Carlo Palumbo
Sfortunata Odessa, la città di «'O Sole Mio»
Aggiornamento: 20 mag 2022
Odessa, da sempre bella e sfortunata. Adesso è perseguitata dai missili di Putin, che le arrivano addosso dal cielo e dal mare. Ma un secolo e mezzo fa a bombardarla furono la marina inglese e quella francese durante la guerra di Crimea.
Nel 1905, si sa, furono i marinai della Corazzata Potiomkin a cannoneggiarla, in rivolta contro le truppe zariste; se non altro servì a ispirare il capolavoro di Sergej Eisenstein.

Il titolo del Corriere della Sera «Odessa espugnata» non è il sogno di Putin per domani: è del 17 ottobre 1941, quando la città fu occupata dalle truppe romene dopo un assedio di oltre due mesi: la settimana dopo 35 mila abitanti furono assassinati.

L’ultimo massacro è recente: nel 2014, ci furono sanguinosi scontri tra filoeuropei e filorussi con ampio scambio di bombe molotov; ebbero la peggio i filorussi, ne morirono 42 nell'incendio della Casa dei sindacati.
Putin, e non è l’unico, che accusa Odessa di essere una città nazista. Questa pessima fama nasce da un equivoco e dall’ignoranza di chi non sa leggere. Tutta colpa di Frederick Forsyth, che nel 1972 ha scritto il romanzo Dossier Odessa.
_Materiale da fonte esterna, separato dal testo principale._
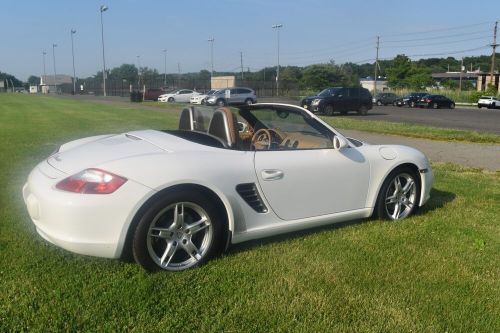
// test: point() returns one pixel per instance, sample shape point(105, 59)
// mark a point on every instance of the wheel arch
point(409, 165)
point(217, 198)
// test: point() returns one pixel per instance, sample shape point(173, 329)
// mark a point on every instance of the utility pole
point(73, 31)
point(241, 60)
point(376, 68)
point(494, 46)
point(54, 59)
point(278, 27)
point(211, 41)
point(165, 69)
point(461, 70)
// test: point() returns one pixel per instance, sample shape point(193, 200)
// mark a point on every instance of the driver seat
point(224, 126)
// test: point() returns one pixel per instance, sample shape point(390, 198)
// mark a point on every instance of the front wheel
point(399, 195)
point(180, 231)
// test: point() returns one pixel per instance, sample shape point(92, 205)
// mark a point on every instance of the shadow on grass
point(438, 200)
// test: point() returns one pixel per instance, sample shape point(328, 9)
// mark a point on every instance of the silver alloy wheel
point(179, 236)
point(400, 196)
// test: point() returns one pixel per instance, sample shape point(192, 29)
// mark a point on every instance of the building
point(48, 84)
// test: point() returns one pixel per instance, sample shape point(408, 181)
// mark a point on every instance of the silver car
point(234, 95)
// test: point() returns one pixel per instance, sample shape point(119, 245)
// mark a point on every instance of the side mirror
point(339, 143)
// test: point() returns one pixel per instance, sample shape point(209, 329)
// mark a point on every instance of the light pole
point(54, 58)
point(103, 9)
point(211, 41)
point(278, 27)
point(73, 31)
point(44, 72)
point(165, 69)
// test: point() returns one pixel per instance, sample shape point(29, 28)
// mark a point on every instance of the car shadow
point(438, 200)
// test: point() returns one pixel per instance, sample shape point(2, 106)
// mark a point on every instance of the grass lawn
point(438, 271)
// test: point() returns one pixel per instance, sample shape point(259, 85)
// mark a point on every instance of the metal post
point(376, 68)
point(103, 9)
point(211, 41)
point(73, 54)
point(494, 46)
point(165, 69)
point(44, 72)
point(277, 27)
point(54, 59)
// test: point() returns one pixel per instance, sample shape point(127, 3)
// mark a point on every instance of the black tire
point(388, 189)
point(363, 110)
point(328, 110)
point(146, 248)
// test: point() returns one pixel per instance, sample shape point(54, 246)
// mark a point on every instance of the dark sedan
point(435, 102)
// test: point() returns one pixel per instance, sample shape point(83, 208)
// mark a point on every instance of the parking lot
point(466, 118)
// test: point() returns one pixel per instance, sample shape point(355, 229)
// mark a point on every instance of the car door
point(306, 183)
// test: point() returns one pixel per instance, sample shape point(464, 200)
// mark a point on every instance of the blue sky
point(314, 31)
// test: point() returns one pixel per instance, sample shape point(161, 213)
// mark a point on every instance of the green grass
point(412, 130)
point(438, 271)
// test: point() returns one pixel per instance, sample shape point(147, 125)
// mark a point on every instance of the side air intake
point(251, 196)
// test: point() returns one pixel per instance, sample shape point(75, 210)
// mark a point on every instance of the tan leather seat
point(225, 126)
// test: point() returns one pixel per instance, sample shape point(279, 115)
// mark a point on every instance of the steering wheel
point(261, 139)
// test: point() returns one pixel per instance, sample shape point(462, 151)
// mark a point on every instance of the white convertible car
point(174, 199)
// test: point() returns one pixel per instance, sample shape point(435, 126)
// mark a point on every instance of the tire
point(328, 110)
point(363, 110)
point(159, 244)
point(395, 202)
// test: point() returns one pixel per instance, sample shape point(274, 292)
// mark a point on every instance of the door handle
point(272, 174)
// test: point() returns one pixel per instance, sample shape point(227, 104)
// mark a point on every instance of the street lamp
point(54, 58)
point(44, 72)
point(211, 41)
point(103, 9)
point(165, 69)
point(278, 27)
point(73, 31)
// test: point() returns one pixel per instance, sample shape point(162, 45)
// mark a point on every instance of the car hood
point(92, 152)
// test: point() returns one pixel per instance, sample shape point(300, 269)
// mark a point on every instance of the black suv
point(339, 99)
point(411, 99)
point(385, 98)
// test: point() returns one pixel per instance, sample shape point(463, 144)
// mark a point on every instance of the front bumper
point(89, 224)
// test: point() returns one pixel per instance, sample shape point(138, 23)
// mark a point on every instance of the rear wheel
point(399, 195)
point(180, 231)
point(329, 110)
point(363, 110)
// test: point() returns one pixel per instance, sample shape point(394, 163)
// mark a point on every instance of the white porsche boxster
point(176, 198)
Chi si è limitato (come Putin?) a leggere solo il risvolto o la quarta di copertina con il riassunto della trama può averne tratto l’erronea conclusione che Odessa fosse il centro di una rete di ex gerarchi e criminali nazisti organizzata per facilitare la fuga verso ospitali Paesi del Sud America.
In realtà Eichmann, Mengele e compagnia brutta usarono la “via dei monasteri”, passando di convento in convento attraverso la Svizzera e l’Italia, per imbarcarsi di solito a Genova, muniti di adeguati documenti falsi. Odessa non c’entra per nulla. Perché l’Odessa del romanzo, non è la città, ma un acronimo.
Qualcuno si chiederà: acro… che? L’acronimo è una parola formata dalle iniziali delle parole di una frase. Esempio: la misteriosa squadra di calcio Spal di Ferrara altri non è che una Società Polisportiva Ars et Labor; mentre la Fiat non è un omaggio al latino ma, banalmente, la Fabbrica Italiana Automobili Torino. E Odessa, dunque, è l’acronimo ovviamente in tedesco di «Organisation Der Ehemaligen SS-Angehörigen» (Organizzazione degli ex membri delle SS).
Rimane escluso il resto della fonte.